Search
Sabtu 6 Desember 2025
  • :
  • :

MUI Dukung Perluasan Kewenangan KPI Awasi Media Baru

MAJALAH ICT – Jakarta. Majelis Ulama Indonesia (MUI) mendukung perluasan kewenangan Komisi Penyiaran Indonesia (KPI) untuk juga mengawasi konten digital dan media sosial. Pasalnya, berdasarkan Undang-Undang (UU) Nomor 32 tahun 2002 tentang Penyiaran, kewenangan KPI hanya mengawasi lembaga penyiaran TV dan radio.

Hal itu disampaikan MUI dalam Rapat Dengar Pendapat Umum (RDPU) dengan Komisi I DPR RI dengan topik pembahasan Revisi Undang-Undang Penyiaran.

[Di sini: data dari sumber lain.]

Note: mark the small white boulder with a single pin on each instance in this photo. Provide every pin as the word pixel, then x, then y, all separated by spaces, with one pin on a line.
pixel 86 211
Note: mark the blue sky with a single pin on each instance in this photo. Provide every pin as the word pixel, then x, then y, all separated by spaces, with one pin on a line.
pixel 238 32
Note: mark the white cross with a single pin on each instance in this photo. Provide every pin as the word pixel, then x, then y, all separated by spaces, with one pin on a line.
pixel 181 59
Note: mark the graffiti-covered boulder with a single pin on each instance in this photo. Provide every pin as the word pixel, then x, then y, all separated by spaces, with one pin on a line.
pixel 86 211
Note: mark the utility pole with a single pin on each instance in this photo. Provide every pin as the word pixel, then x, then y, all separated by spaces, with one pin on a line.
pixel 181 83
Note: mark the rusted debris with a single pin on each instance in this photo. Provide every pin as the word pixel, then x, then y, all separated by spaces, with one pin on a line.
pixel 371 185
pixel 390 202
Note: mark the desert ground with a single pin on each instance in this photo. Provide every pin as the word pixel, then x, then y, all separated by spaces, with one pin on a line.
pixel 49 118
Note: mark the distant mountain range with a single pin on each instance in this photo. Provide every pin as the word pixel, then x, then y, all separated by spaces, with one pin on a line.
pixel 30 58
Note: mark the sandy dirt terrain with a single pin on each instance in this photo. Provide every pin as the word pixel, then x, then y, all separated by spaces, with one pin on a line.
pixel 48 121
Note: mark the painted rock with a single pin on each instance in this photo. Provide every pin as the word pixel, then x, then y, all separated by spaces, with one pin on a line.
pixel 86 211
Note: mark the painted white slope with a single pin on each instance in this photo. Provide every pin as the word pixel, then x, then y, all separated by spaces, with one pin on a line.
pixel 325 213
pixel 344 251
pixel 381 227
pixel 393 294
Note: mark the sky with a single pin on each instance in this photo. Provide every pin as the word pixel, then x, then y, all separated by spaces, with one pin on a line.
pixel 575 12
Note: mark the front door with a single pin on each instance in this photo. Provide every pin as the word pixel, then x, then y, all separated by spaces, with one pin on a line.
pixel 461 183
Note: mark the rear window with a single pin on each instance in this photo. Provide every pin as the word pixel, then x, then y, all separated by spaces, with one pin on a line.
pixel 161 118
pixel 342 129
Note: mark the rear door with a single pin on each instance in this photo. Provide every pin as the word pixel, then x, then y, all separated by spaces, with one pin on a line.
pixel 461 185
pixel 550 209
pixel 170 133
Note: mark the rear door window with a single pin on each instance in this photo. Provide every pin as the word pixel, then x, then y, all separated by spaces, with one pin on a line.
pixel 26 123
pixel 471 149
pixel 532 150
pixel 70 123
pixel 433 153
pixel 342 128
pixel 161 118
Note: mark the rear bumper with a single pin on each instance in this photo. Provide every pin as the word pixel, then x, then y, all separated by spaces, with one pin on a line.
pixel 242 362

Selain MUI, dalam rapat tersebut juga hadir Konferensi Waligereja Indonesia (KWI) dan Komite Nasional Pengendalian Tembakau.

Ketua MUI Bidang Infokom KH Masduki Baidlowi, dalam rapat itu menilai penggunaan media sosial perlu diatur, karena terjadi perubahan di masyarakat dalam sistem berkomunikasi.

Menurut dia, televisi atau radio sekarang ini sudah mulai ditinggalkan oleh masyarakat sebab beralih ke media sosial atau media multiplatform.

“Saya kira televisi sudah ditinggalkan masyarakat, sebagai industri sunset, artinya surut, seperti matahari tenggelam. Orang sudah bermedsos dan berinternet semua,” kata Masduki usai RDPU di Ruang Komisi I DPR RI, Gedung Nusantara II Paripurna DPR, Senayan, Jakarta.

Ia mengingatkan, media sosial apabila tidak diatur, maka sangat berbahaya. Dia menjelaskan bahaya media sosial karena di dalamnya terdapat fenomena echo chamber dan confirmation bias algoritma.

“Hal ini bisa memperkuat radikalisme, polarisasi dan intoleransi bersentimen agama, dan ekstrimisme digital, harus jadi atensi pencegahan melalui UU Penyiaran baru,” katanya.

Ia menerangkan, echo chamber adalah gema dalam ruang yang menjadi salah satu subjektifitas algoritma.

Kiai Masduki menambahkan, algoritma hanya mengumpulkan informasi yang subjektif secara sepihak dan tanpa kroscek, sehingga terakumulasi antara satu kelompok yang terus bergema dalam ruangan dan dipercaya sebagai kebenaran.

“Itulah yang membahayakan, ada banyak contoh-contoh yang berbahayanya. Misalnya ISIS mengkader banyak orang dengan sistem ini yang akhirnya menimbulkan pemahaman radikal,” tuturnya.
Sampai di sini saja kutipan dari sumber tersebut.